New Gold Fields chief executive Mike Fraser keeps M&A door open, but says Aussie miners a bit too expensive

Mike Fraser’s starting months at the helm of multinational miner Gold Fields have been convoyed by record precious metal prices, but WA’s budding new gold finds are a touch too expensive for the Durban native to be making any sudden moves.

Mr Fraser told The West Australian that M&A was “not off the table” for the South African heavyweight gold miner, which has a rock solid foothold already in WA through its four existing mines, producing about 50 per cent of the company’s total annual output.

Gold Fields’ St Ives, Granny Smith, Agnew and Gruyere mines pumped out more than 1 million ounces in 2023 and the company has stakes in several listed gold juniors, including Magmatic Resources, Lefroy Exploration, Lunnon Metals, Hamelin Gold and Great Southern Mining.

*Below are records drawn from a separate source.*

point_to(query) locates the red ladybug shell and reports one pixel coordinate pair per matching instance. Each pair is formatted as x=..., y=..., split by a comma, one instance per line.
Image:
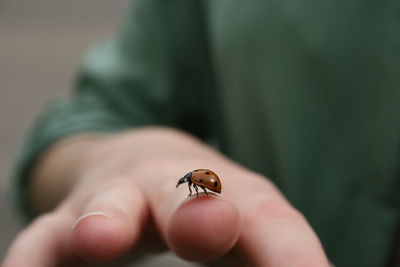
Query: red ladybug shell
x=208, y=179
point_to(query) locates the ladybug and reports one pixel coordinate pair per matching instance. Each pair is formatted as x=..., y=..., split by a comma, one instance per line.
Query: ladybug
x=204, y=179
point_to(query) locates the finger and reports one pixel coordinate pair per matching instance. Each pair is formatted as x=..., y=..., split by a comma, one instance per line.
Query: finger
x=200, y=229
x=42, y=243
x=273, y=233
x=110, y=222
x=203, y=228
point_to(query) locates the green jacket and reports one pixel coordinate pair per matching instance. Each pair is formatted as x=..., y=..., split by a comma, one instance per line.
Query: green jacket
x=304, y=92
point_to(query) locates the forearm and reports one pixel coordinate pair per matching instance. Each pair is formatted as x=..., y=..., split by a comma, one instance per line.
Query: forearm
x=64, y=164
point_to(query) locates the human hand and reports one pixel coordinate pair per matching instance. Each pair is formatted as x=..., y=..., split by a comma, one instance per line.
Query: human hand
x=125, y=203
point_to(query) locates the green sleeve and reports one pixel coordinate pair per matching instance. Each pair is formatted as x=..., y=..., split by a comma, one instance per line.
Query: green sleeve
x=153, y=73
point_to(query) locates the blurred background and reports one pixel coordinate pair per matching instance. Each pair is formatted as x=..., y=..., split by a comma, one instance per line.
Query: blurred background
x=41, y=45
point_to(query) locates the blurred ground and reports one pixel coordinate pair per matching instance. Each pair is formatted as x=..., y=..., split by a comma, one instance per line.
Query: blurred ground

The new chief executive thinks Australia’s listed gold companies are “a little bit too expensive” but that Gold Fields was keeping its options open and “not opposed” to doing deals if it found something that met quality and value criteria.

“Bolt-ons of single asset companies, or single asset development options are the kinds of things that are probably of interest to us,” he said.

“We continue to scan the market in Australia, I would say that gold equities on a listed basis are relatively more expensive than elsewhere in the world.”

Mr Fraser also kept his cards close when asked about what the company’s options were for the Gruyere mine, which it owns half of and operates alongside ASX-listed joint venture partner Gold Road Resources.

Gold Roads chief executive Duncan Gibbs in January took some not so subtle swipes at mining contractor MACA as well as its joint venture partner in January, saying the Gruyere wasn’t performing as it should be.

“We’ve had a few difficulties in the last number of months with contractor performance on site. But we’re certainly working very well together with Gold Road to sort that out and also working with them on what the future development of that asset looks like,” Mr Fraser said, affirming they had a “good partnership”.

“There’s no discussion at this point in time about either of us moving on each other or on our position in terms of Gruyere.”

Adding more intrigue to the dynamic is Gold Roads’ sizeable stake in De Grey — a junior developing a potentially mammoth Australian gold mine out of its Hemi deposit in the Pilbara.

“De Grey’s an interesting asset, and we’ll continue to look at it with interest. But at this stage, from the outside it’s quite expensive with a big capital bill to develop it,” Mr Fraser said.

For now, a big focus in the State will be pushing ahead with a $296m renewables project to power its St Ives mine, where it plans to install seven wind turbines generating 42 megawatts of wind power and 60,000 solar panels delivering 35MW of solar.

“What we were finding is that power purchase agreements are coming in at pretty heavy price points, and then you don’t get the benefit of the cost reduction in the asset.

“That’s why we decided to go down the path of putting our own capital to work and owning it ourselves.”

Gold Fields has set target to reduce scope 1 and 2 emissions by 30 per cent by 2030 and expects the new renewables base will be operational by the end of 2025.

Gold prices have also continued to break records in the past 12 months, with a new zenith set only this week after touching $US2141.79.

Mr Fraser said strong central bank buying from non-Western countries like China and Russia were helping boost prices.

“if you look at gold demand as well, jewellery purchases still remain a significant part of gold demand and with India’s rising affluence, that’s providing support, and equally in China.”